The central bank’s business outlook survey indicator decreased slightly, but remains elevated as responses to almost all the survey questions were holding above their historical averages.
“Plans to increase investment and employment, often supported by sales expectations, are widespread, especially in the services sector,” the bank said.
The survey results come ahead of the central bank’s next interest rate decision set for Jan. 9 when it will also release its updated outlook for the economy.
Over the next 12 months, the survey suggested that firms expect sales growth to stabilize, while those linked to western Canadian oil prices and to housing in some regions expect demand to weaken or remain subdued and sales growth to moderate.

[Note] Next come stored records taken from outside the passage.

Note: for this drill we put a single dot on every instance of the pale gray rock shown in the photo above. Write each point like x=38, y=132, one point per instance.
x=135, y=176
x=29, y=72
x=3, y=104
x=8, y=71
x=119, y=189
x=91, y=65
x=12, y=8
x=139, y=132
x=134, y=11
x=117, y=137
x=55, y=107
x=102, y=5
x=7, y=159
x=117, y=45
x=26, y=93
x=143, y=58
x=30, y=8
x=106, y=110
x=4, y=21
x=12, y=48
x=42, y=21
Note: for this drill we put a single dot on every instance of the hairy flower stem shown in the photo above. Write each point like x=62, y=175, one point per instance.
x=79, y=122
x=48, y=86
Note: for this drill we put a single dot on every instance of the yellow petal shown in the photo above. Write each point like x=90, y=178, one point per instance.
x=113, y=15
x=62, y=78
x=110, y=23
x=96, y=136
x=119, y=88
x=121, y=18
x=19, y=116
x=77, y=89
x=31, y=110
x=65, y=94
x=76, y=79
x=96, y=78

The price of oil, which has fallen to under US$50 per barrel from more than US$75 in early October, has countered the boost from resolved trade negotiations, said CIBC chief economist Avery Shenfeld.

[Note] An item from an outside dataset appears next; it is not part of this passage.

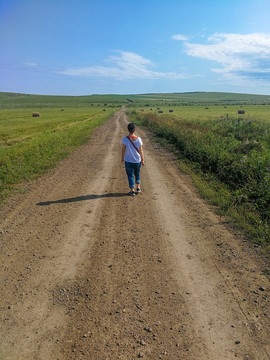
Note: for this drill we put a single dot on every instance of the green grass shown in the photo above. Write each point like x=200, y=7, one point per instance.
x=14, y=100
x=29, y=146
x=228, y=156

“NAFTA was no longer up the air, but the weakness in oil prices was enough to send the Bank of Canada’s outlook survey to less rosy readings in the fourth quarter,” he said in a note.
He said the survey showed a solid balance of opinion pointing to growth in capital spending and net hiring next year, but not enough to prompt a rate hike in the new year.
“All told, not enough for a rate hike in January, but some ammunition for Poloz to claim that higher rates will later be needed,” he said referring to Bank of Canada governor Stephen Poloz.
The survey showed expectations of future sales were down, likely from the energy sector, but there were other positive signs, said Toronot-Dominion Bank senior economist Brian DePratto in a note.
“Elsewhere however, there are a few areas to cheer: order books remain decent, investment intentions solid, and hiring plans are healthy.”
He said higher lending rates may be hitting personal borrowers, but don’t look to have translated into tightened conditions for business.
The indicator of investment spending on machinery and equipment pulled back slightly, but the survey found intentions are still solid.
On balance, plans to hire more workers continue to be widespread and similar to the previous survey.
The survey based on interviews with senior managers of about 100 firms was done from Nov. 5 to Nov. 28.